Systematically rebalancing your investment portfolio mix of assets between stocks and bonds is a simple way to take advantage of market movements and add to your bottom line in a long-term investment. Rebalancing is the process of periodically buying or selling assets in a portfolio to maintain an original desired level of asset allocation risk. For example, at the end of 2021 when stocks may have grown 5% over the original target allocation because the stock market was at an all-time high, disciplined rebalancing would have allowed you to lock in those gains when the stock market was up. Presently, in mid-2022, U.S. stocks are down about 15%. Rebalancing would encourage you to buy stocks that are priced low, taking advantage of bargain prices, and allow for recovery growth to occur inside your portfolio.

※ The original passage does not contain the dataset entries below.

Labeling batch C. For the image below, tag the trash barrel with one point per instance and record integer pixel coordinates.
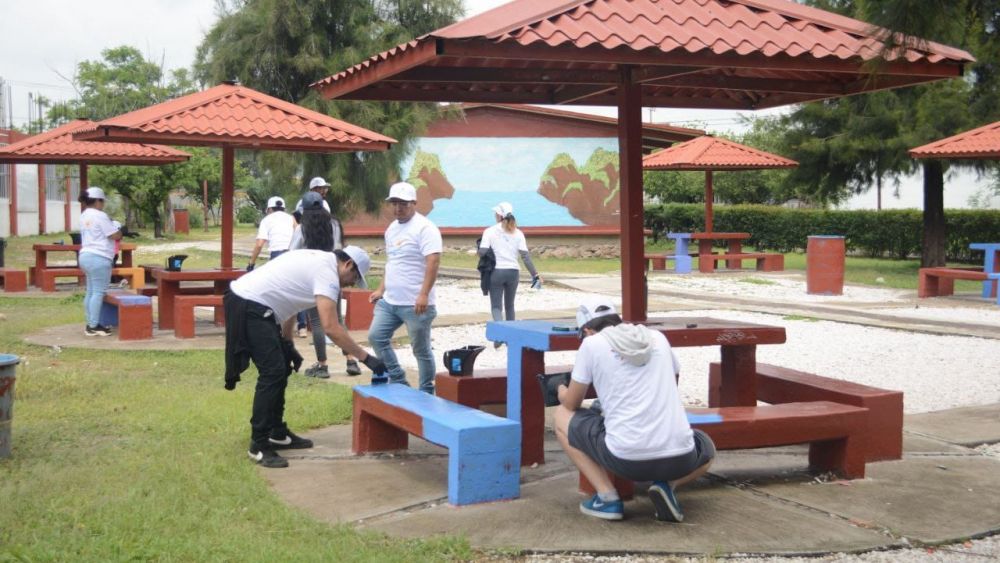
(825, 265)
(8, 363)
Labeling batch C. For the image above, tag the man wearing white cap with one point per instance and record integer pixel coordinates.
(256, 305)
(643, 433)
(275, 229)
(413, 249)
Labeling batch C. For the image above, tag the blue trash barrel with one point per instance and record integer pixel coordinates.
(8, 363)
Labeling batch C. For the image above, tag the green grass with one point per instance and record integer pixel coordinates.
(140, 456)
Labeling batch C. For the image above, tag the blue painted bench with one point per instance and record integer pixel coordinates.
(484, 451)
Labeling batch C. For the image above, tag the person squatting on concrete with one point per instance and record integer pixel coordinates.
(643, 433)
(275, 229)
(507, 243)
(413, 249)
(256, 305)
(320, 231)
(98, 234)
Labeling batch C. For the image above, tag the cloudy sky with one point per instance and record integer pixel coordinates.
(42, 41)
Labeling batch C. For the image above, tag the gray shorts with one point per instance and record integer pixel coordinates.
(587, 434)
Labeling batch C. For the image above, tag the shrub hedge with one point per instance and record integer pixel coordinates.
(896, 233)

Roth conversions are transfers from a traditional pre-tax IRA to an after-tax Roth IRA. It sounds like moving money from your right pocket to your left pocket, but the transfer is treated as taxable income to the IRS. Therefore, you only want to transfer as much as you can stand to pay taxes on as additional income for the year. However, once money is moved into the Roth IRA, it can never be taxed by the government again. Also, unlike traditional IRAs, Roth IRA funds are not subject to future RMDs (Required Minimum Distributions). Therefore, if you believe a higher tax environment is on the horizon, or you have accumulated retirement funds that you might not use for many years, the idea of tax-free future growth to you and your heirs might be very appealing. The best time to do a Roth conversion is when the stock market has experienced declines. This is because you can roll over or transfer shares of stocks, funds or ETFs at lower valuations, which means lower taxes compared to if you had completed the same transfer during a market high. When the market recovers, the gain inside the Roth IRA will not be taxable to you.
If you are up for a little extra work, you can couple your Roth conversions with some tax-loss harvesting, or selling positions at a loss to realize a tax benefit. Realized losses can offset realized gains, but excess loss can be used to offset ordinary income up to $3,000 per year, which may offset your taxes on a Roth conversion strategy.
Please consult your CPA and your Certified Financial Planner™ prior to implementing these strategies to ensure your strategy aligns with your particular tax situation and your long-term investment goals.